In addition to these many tangible research skills and laboratory techniques, it was in this job I first developed a truer understanding of research science. My appreciation deepened for the process analytical thinking, the meaning of experiments and logical reasoning based on empirical facts as more than the process of carrying out scientific work under direction.
In this job I was boldly challenged to relearn my approach to scientific research. I had been guilty of trying to impose my theories which weren’t quite correct onto real chemical systems; and I struggled to move forward. A great coworker sat me down and said these results you keep getting are empirical facts. You must reevaluate your hypothesis. It must be consistent with your experimental results, or else your hypothesis must be set aside.

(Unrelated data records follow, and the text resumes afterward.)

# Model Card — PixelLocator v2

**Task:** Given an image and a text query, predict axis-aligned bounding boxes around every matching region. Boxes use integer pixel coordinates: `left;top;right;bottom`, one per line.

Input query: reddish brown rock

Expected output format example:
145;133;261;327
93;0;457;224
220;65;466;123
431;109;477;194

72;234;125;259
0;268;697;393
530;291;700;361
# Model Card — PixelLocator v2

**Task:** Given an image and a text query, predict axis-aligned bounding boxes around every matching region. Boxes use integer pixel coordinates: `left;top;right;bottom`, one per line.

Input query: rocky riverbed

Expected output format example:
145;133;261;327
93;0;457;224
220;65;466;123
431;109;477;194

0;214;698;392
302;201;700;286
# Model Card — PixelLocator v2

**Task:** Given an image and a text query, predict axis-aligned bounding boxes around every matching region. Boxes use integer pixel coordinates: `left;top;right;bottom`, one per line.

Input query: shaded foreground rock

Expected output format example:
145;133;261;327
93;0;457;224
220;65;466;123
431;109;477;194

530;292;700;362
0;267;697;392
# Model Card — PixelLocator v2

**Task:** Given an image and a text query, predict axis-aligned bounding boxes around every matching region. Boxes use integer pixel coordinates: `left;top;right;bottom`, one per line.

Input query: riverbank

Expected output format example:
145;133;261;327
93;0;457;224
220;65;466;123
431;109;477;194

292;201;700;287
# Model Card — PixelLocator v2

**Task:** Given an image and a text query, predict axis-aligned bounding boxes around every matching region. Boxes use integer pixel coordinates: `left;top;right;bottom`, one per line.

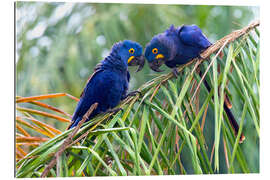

It was a difficult lesson to learn, but it was very liberating. I would distill the lesson to this: before you set about any experiment you must consider the possible results, A or B for example. For the experiment to be meaningful, you must be able to articulate to yourself what it means to obtain result A and what it means to obtain result B. This is an essential exercise as part of any experimental planning, though I find it is often overlooked. It requires thought experimenting, and it’s tricky. Furthermore, it may seem too self-evident to bother with stating. The trap there is we reflexively go into testing mode, using resources and taking up our attention, without quite knowing precisely how this test contributes to the project as a whole.
Recent past
I’m in the process of writing this section. Please check back soon to learn the recent past of your chemist consultant. Thank you for reading about my early career. Please contact me and let me know what else you’re interested in knowing about my R&D experience.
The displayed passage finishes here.